Ощутимо присутствует и влияние украинского классика Богдана-Игоря Антоныча (1909-1937), в стихах которого отозвался Паунд. 
Сама же форма верлибра, похоже, пришла к Жадану от американских битников, от того же Гинсберга. 
Острые темы битников, их беспощадный глаз Жадан соединил с украинской пластичностью, с гоголевским миром ангелов и мертвецов. 
Сплав получился пронзительным: 
 
                                              Баржи плывут в Югославию,
                                              ангелы чинят бакены.
                                              Только деревья рвутся вверх,
                                              чтобы, когда он позовет, быть к нему ближе.
 
                                              Утром в город завозят овощи,
                                              и, как золото, светится на солнце
                                              песок, смешанный с кровью и вермутом,
                                              на зубах и рубахах у грузчиков.
 			
			***
                                              Снег, как старинное полотно,
                                              уложенный в выдвижных ящиках неба -
                                              и он не укроет мою тоску.

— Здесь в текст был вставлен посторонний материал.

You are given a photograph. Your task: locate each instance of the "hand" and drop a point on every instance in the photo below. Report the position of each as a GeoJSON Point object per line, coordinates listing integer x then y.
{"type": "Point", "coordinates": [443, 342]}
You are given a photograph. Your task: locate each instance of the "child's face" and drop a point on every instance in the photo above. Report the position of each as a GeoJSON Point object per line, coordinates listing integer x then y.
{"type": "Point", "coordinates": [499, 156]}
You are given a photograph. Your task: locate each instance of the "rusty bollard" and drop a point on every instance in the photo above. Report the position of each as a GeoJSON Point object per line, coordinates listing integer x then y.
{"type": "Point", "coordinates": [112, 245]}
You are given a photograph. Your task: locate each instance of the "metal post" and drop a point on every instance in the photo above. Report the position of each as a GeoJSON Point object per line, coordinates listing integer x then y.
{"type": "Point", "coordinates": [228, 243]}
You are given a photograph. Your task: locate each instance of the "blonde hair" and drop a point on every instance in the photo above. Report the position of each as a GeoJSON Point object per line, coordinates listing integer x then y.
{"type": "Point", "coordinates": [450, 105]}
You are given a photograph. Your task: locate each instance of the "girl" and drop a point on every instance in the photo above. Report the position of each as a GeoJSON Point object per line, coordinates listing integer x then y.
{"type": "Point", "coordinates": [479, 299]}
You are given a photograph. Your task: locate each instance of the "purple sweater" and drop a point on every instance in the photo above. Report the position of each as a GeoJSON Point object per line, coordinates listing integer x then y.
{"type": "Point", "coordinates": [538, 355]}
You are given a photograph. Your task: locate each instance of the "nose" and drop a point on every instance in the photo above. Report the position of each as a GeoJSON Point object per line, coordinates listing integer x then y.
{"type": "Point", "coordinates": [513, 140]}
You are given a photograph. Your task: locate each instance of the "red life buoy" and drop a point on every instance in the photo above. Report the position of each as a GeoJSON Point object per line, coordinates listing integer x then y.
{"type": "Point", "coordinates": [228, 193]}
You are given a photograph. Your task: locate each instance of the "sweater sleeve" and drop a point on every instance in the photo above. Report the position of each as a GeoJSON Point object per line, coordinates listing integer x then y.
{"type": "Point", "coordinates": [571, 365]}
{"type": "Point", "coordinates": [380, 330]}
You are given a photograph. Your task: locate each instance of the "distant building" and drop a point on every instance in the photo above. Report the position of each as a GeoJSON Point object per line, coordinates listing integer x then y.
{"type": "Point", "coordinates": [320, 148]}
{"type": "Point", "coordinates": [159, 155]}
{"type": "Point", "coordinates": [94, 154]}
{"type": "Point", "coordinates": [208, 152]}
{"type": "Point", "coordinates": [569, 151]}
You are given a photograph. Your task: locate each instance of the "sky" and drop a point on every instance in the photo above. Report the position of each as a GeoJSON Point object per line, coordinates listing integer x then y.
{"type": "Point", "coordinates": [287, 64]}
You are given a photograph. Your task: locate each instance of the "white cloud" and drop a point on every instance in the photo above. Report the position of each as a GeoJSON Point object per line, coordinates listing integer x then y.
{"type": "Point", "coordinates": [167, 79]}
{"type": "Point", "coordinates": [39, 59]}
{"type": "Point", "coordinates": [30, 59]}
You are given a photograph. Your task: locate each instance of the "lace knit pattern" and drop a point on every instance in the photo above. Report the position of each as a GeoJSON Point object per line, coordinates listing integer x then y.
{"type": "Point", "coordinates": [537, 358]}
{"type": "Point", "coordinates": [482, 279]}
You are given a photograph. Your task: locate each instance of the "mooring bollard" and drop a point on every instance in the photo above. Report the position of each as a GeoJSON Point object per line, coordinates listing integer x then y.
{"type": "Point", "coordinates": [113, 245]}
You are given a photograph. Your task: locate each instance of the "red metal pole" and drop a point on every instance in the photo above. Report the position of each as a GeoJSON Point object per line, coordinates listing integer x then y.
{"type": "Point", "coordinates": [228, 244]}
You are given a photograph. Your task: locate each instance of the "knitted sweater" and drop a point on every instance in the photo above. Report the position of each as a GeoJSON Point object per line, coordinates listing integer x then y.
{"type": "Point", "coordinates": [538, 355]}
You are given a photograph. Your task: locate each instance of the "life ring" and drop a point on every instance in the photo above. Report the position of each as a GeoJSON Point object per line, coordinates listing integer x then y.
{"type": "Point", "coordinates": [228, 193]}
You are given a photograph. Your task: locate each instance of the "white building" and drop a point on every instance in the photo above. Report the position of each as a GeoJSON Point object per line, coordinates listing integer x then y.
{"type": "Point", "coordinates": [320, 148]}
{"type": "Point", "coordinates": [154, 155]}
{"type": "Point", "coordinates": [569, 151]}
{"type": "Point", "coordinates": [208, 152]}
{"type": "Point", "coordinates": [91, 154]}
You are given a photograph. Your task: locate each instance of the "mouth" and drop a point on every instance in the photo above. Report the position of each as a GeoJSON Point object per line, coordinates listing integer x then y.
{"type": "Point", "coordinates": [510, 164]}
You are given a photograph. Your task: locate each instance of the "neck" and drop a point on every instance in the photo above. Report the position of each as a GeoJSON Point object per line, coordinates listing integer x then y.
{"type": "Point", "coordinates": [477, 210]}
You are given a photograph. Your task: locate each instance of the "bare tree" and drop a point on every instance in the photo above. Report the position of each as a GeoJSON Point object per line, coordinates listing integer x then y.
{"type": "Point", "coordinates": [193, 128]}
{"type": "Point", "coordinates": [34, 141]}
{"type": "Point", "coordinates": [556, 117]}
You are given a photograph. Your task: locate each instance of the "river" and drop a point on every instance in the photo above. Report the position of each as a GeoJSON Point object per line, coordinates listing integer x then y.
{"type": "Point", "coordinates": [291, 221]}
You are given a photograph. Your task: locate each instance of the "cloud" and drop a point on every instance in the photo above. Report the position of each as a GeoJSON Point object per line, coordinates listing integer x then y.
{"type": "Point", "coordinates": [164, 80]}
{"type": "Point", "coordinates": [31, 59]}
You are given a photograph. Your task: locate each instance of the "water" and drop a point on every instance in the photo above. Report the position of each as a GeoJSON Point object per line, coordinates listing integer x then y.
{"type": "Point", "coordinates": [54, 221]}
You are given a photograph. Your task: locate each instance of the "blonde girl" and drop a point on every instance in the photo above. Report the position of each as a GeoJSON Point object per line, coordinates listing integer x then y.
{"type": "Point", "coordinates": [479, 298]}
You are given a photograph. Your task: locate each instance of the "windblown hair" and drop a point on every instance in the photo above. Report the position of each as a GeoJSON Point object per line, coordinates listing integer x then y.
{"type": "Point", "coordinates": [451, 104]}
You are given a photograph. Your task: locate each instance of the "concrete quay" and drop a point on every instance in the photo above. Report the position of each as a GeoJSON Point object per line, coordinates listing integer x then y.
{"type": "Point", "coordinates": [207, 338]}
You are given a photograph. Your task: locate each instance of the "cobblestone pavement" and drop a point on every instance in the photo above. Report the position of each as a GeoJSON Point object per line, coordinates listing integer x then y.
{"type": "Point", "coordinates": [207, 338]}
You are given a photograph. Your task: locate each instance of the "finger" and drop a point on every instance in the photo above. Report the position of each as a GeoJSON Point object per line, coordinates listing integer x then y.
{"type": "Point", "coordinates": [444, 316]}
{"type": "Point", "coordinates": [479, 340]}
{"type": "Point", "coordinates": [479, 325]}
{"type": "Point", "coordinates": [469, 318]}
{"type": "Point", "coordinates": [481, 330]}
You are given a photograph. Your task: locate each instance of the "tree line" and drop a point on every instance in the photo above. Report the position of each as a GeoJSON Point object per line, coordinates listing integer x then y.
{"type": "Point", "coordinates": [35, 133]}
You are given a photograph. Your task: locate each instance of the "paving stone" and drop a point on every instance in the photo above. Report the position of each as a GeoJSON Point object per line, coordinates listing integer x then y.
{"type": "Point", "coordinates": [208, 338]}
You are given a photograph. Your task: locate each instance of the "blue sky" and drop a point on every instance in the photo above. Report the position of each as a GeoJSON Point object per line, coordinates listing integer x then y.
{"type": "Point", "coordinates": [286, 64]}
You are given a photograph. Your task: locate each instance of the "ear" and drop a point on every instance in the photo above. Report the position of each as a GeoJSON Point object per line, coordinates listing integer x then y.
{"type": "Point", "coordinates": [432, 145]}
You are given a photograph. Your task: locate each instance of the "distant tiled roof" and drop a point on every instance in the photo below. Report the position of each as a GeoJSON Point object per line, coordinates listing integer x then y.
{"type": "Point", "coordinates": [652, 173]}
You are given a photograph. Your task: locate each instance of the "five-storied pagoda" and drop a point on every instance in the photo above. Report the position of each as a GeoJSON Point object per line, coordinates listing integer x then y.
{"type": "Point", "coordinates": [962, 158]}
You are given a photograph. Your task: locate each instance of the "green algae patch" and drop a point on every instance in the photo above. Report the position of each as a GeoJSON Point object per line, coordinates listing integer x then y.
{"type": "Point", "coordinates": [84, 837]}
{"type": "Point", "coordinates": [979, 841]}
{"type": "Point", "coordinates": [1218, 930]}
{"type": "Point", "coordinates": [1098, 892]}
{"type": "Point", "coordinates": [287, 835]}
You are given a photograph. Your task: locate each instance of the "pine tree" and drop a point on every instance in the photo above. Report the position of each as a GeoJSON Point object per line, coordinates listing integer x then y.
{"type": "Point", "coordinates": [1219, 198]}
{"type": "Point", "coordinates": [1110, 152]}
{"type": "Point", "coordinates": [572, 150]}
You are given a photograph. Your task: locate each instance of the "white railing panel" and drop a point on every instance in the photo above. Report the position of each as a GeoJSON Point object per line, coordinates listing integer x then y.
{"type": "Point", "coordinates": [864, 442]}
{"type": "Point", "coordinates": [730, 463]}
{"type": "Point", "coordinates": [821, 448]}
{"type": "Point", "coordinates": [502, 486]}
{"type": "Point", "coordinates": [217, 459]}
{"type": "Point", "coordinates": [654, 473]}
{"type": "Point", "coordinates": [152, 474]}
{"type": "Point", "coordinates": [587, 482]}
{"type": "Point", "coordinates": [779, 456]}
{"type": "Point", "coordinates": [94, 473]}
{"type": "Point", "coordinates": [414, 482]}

                                              Но сквозняк гуляет от кордона к кордону,
                                              неразорвавшейся бомбой чернеет вокзал,
                                              и одинокие ночные экспрессы, словно ужи в озерах,
                                              плавают в темноте и плещут хвостами
                                              вокруг моего сердца.
 
5.
               Вышло так, что, прочитав (а перевод - это самое внимательное чтение) Антоныча, Лышегу и Жадана, я почувствовал,как может 
звучать на русском, принося мне радость, англоамериканский верлибр. 
Я думаю, что Лышега и Жадан указали мне путь к переводам с английского. 
Я увидел, как может быть организован на языке, близком к русскому, не скатывающийся в скучную прозу или в напускное 
глубокомыслие, не пользующийся стандартными "красивостями" и насквозь литературной лексикой, а сохраняющий поэтический нерв, 
объединяющий вечное и современное, верлибр. 
После этого я, наверное, и сформулировал для себя, зачем мне нужно его переводить, что это за "сухая кровь", способная пересечь границы языков.
 Эту "сухую кровь" - сочетание трезвого ума и страстности - я замешивал на живой влаге украинской и, конечно, русской поэзии.
               Вероятно, я говорю только о фактах своей биографии. Будет ли полезен мой пример для кого-нибудь еще - Бог весть. 
Но, во всяком случае, я, как когда-то написал обо мне Жадан, "получил свой личный сатисфекшен". Поверьте, это немало.